After the war with Japan began, Wau became an evacuation centre, receiving refugees from Lae and Salamaua. Non-native women and children were evacuated while men of military age were called up for service in the New Guinea Volunteer Rifles, the local militia unit. Initially, civilians were evacuated by civilian aircraft but as the Japanese drew closer—bombing Wau on 23 January 1942—it became too dangerous to fly without fighter escort, which was unavailable. This left some 250 European and Asian men stranded. These refugees made a hazardous journey over the Owen Stanley Range on foot by way of Kudjeru and Tekadu to Bulldog, a disused mining settlement where there was an aerodrome, and thence down the Lakekamu River to the sea.

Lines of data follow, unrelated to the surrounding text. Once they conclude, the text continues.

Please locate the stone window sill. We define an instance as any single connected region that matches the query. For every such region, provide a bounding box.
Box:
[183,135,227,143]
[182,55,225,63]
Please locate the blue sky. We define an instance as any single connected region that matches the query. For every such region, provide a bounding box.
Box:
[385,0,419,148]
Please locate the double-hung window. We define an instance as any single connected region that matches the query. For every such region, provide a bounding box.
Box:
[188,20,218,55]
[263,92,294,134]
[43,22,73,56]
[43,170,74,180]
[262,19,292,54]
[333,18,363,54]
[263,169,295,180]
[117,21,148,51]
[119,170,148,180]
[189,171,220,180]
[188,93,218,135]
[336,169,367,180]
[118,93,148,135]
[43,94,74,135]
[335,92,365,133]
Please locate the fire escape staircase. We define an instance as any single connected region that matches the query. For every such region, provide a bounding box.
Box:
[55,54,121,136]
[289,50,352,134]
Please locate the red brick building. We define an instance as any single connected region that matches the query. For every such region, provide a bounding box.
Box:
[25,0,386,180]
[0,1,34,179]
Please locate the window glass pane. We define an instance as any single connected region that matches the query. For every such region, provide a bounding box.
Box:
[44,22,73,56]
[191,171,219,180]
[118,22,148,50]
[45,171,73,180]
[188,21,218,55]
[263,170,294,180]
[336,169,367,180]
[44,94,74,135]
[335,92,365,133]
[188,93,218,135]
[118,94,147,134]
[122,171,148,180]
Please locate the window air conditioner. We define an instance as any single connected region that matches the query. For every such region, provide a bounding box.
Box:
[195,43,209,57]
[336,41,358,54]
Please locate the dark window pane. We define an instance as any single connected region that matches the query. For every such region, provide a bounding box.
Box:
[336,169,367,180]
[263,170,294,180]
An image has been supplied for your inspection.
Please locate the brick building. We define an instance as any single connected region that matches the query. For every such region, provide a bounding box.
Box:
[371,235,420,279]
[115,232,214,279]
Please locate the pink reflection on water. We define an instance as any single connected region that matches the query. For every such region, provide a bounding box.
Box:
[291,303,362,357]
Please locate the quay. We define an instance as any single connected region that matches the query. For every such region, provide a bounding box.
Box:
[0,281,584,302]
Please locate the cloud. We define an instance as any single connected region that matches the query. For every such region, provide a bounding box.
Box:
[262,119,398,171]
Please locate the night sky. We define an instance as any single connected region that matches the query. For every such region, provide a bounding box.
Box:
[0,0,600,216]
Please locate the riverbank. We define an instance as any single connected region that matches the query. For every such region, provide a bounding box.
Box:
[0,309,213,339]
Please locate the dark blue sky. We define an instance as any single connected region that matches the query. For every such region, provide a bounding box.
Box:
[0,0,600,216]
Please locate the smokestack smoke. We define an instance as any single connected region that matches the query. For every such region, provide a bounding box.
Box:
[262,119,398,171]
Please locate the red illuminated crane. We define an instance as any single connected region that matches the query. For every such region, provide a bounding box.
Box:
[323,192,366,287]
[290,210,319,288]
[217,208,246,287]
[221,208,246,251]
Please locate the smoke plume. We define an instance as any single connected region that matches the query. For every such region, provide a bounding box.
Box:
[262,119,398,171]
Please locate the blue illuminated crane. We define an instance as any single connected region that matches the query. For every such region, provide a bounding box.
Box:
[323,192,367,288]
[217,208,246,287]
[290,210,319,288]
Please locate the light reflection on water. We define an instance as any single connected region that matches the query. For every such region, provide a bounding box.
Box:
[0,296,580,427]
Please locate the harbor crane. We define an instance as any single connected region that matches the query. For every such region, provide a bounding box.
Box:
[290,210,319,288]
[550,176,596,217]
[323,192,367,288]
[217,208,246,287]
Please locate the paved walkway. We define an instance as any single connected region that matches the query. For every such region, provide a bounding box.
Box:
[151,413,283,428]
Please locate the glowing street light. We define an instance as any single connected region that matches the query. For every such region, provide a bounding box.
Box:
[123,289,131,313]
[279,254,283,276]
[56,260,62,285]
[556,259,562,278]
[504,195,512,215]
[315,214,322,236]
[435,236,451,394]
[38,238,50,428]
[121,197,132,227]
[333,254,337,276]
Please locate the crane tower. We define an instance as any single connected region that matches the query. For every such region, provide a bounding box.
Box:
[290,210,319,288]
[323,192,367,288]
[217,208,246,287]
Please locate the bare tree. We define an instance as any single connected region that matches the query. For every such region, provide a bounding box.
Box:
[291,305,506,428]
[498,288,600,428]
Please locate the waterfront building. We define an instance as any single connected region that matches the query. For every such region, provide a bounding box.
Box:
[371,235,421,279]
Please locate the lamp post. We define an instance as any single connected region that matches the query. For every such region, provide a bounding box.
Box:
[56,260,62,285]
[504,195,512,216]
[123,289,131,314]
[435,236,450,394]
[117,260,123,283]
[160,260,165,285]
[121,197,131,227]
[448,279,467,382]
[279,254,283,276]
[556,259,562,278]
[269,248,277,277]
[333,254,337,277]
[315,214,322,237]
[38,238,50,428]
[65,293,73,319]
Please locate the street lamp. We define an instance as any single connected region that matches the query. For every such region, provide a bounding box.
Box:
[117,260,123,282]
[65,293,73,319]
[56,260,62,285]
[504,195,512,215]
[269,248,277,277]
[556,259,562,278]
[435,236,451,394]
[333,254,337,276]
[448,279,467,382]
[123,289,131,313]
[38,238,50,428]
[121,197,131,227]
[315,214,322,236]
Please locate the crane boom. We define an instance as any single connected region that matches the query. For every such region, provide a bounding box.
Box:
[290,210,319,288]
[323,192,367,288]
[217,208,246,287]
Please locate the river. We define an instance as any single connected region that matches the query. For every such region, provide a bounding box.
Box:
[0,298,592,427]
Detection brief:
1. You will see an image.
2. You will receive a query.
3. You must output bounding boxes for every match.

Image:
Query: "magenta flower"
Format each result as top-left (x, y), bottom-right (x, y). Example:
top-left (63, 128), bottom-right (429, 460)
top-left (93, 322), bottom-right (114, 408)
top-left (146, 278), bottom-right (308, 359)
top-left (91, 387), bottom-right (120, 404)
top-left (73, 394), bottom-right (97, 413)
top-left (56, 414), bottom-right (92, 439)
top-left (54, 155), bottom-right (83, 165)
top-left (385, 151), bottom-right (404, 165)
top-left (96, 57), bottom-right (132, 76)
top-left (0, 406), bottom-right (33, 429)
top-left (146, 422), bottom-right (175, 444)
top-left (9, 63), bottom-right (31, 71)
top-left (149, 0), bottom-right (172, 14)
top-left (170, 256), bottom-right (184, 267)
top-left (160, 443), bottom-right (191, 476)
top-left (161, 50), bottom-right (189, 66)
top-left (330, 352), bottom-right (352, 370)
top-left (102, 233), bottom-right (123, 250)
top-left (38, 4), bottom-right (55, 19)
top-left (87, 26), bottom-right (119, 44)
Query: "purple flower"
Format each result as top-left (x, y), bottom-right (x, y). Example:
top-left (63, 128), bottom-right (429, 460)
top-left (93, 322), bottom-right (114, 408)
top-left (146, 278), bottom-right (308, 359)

With the feasibility of the route thus demonstrated, New Guinea Force decided to establish a line of communications to Wau via the Bulldog Track. A platoon of the 1st Independent Company left Port Moresby in the schooner Royal Endeavour and traversed the route, joining the men of the New Guinea Volunteer Rifles holding the Wau area. This was the beginning of what became Kanga Force on 23 April 1942. On 22 May, the 21st Troop Carrier Squadron USAAF flew in commandos of the 2/5th Independent Company to join Kanga Force. The 2/7th Independent Company followed in October 1942.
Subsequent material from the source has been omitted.